Petrol üretimi, nakliyesi ve tüketimine ilişkin ilk gelişmelerin 1800’lü yılların ilk yarısında yaşanmasına karşın, 1900’lü yılların başlangıcında aydınlanma ve ulaşım başta olmak üzere birçok alanda petrol tüketimi yaygınlaşma göstermiştir. (Karadağ, 2004: 14)

Savunma sanayinde yaşanan gelişmeler sonucunda, motorize unsurlar ve uçakların yaygınlaşmasıyla birlikte, petrol askeri alanda da vazgeçilmez bir ürün haline gelmiştir.(Esen, 2002: 3) Örneğin Birinci Dünya Savaşı sonunda sadece İngiliz Ordusu’nda 56.000 tank, 23.000 motorlu araç, 34.000 motosiklet ve bisiklet, 55.000 uçak bulunmaktaydı. (Yergin, 2003: 167)

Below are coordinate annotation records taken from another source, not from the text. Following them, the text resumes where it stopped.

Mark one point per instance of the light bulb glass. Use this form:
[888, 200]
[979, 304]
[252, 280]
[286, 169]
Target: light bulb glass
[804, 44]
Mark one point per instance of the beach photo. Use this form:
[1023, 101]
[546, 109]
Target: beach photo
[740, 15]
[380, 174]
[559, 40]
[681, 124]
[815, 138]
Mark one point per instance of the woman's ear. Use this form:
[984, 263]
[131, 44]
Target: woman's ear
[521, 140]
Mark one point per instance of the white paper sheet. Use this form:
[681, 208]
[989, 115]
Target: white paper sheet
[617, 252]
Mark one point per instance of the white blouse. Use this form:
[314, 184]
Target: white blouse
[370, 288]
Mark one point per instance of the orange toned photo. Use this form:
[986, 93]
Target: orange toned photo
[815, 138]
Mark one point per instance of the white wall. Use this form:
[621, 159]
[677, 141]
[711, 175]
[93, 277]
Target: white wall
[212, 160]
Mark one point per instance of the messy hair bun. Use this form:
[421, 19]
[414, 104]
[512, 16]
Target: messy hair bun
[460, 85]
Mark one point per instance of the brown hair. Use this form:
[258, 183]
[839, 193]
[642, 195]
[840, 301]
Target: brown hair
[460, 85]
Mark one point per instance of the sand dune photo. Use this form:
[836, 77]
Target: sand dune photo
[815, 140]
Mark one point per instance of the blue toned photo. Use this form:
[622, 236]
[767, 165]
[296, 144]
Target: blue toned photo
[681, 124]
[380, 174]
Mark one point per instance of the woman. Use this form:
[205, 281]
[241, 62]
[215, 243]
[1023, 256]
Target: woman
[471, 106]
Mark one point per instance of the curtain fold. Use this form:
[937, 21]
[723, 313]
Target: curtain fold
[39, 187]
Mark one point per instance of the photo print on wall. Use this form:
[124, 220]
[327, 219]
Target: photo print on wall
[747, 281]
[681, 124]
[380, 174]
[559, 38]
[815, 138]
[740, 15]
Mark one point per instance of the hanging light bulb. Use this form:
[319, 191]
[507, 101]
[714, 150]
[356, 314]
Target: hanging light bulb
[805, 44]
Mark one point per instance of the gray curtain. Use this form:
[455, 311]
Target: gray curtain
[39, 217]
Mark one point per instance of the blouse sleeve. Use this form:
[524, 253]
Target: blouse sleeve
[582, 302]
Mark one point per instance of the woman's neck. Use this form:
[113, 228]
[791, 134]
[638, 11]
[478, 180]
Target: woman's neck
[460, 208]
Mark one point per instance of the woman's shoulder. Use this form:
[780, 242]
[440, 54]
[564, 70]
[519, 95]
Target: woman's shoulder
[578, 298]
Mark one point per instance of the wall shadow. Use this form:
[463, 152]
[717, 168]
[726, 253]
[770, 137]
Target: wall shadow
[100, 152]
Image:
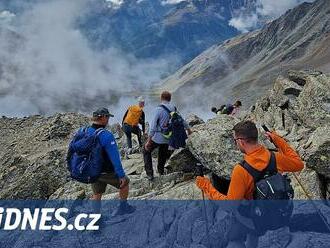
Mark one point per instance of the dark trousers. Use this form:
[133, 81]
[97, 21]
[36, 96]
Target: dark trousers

2. MUSUL BÖLGESİNDEKİ PETROL KAYNAKLARI

Sultan II. Abdülhamit tarafından, Musul’daki petrol varlığı konusunda araştırma yapması için görevlendirilen Ermeni Kaluste Gülbenkyan, hazırladığı raporunu Sultan II. Abdülhamit'e sunmuştur. Söz konusu rapor ve daha sonrasında elde edilen bilgiler ışığında, bölgede petrol bulunduğuna dair güçlü emareler elde edilmiştir. İngiltere ve Almanya başta olmak üzere Ortadoğu’da petrol kaynaklı etkinlik mücadelesi veren devletlere karşı tedbir alma arayışına giren II. Abdülhamit, 1888, 1898 ve 1902 yıllarında çıkarttığı üç ayrı fermanla petrol alanlarının hepsini kendi adına kaydettirmiştir. (Bardakçı, 2003: 5)

Çıkarttığı fermanlarla Musul ve Bağdat topraklarını Memalik-i Şahane ilan eden II. Abdülhamit, İngiltere’nin İran’a yerleşmesiyle bölgedeki güç dengesini koruyabilmek için Almanya ile yakınlaşmayı uygun görmüştür. Bu kapsamda; Alman Deustche Bank’a, 1904 yılında, Bağdat Demiryolu ve demiryolunun her iki tarafında 20 kilometrelik şeritlerde maden işletme hakkı verilmiştir. (Karadağ, 2004: 77)

Ancak Deutsche Bank’ın bu hakkı, taahhütlerini zamanında yerine getirememesi nedeniyle, II. Abdülhamit tarafından feshedilmiştir.(Yavuz, 1994: 28) II. Abdülhamit’in kendi adına kaydettirdiği araziler, 1908 yılında yönetimi ele geçiren koyan İttihat ve Terakki tarafından Maliye Bakanlığı’na devredilmiştir. (Bardakçı, 2003: 6)

Osmanlı Devleti’nin petrol arama faaliyetlerinde masrafları finanse etme arayışları sonucunda, Musul bölgesindeki petrol çalışmalarını yürütmek maksadıyla, 1912 yılında, %50'si Türk Maliyesine, %25’i Alman Merkez Bankası ve %25’i Royal Dutch/Shell'e ait Türk Petrol Şirketi (Turkish Petroleum Company) kurulmuştur. (Eldem, 1994: 237) Söz konusu şirketin Osmanlı Devleti ile 1914 yılında

(3)

imzaladığı anlaşma ile Anglo-Persian Company, Deutsche Bank ve Shell grubuna ait bir ortaklık haline dönüşmüştür. (Gürel, 1979: 57)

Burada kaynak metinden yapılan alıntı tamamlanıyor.